Occasionally you considered chucking in the job. Except that it was extremely convenient, he'd always paid a nice little bit above the odds, and you never knew what might happen, which was better than a desk in an office. And at the beginning, it had been the answer to a prayer: part-time, mornings only, she could be home to get the children from school, free to be theirs for the rest of the day.
Now, of course, that wouldn't matter — James in Singapore, Lucy at college.
Over half an hour late. There had been a long wait at the bank, to get that check in. He'll be tetchy. Opening the post himself, grunting over each sheet of paper. Or purring: "Rather a nice letter from Cornell, Rose. They want to give me an honorary degree. What do you think — shall we go over and collect it?"

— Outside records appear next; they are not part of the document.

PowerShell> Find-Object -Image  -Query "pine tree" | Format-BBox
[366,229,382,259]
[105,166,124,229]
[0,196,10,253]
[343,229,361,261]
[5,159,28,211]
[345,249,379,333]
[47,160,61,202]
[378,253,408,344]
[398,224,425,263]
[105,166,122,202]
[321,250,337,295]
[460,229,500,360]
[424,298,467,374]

He did not like to travel alone now. From time to time she was prevailed upon to escort him. Swings and roundabouts: you got a trip to somewhere you wouldn't otherwise have been; but the trip was with him, who could be a pain. One became "Mrs. Donovan, my PA," and there was a lot of hanging about and making small-talk to strangers or no talk at all. The hotels could be a bit of a treat. And because someone else was paying it, was business flights, or first-class rail.
She walked the last few hundred yards away from the bustling road and onto his leafy quiet street with the smart white stucco houses.
Expensive houses. Academics are not usually well-heeled, apparently, but Henry's father had been some sort of industrialist; money had filtered down to Henry — hence the house in a grandish part of London.
Distinctly grand if you yourself live in a semi in Enfield, and grew up modestly enough in the suburbs of St. Albans, daughter of two teachers.
Henry was kindly patronizing about her parentage, on occasion: "Accounts for your exemplary syntax, Rose. Breeding will out."
Her mother had ever been crisp about Henry. His lordship.
Needless to say, they had never met. Her mother was entertained by the stories that Rose could tell of his lifestyle and his remarks — gleeful, indeed, sometimes — but Rose was well aware that she considered the job menial. Rose could have done better than that. The subject was never raised — comment and counter-comment remained unspoken: "Literate, numerate, efficient — there'd have been all sorts of options"; "But I never wanted a career. I chose this."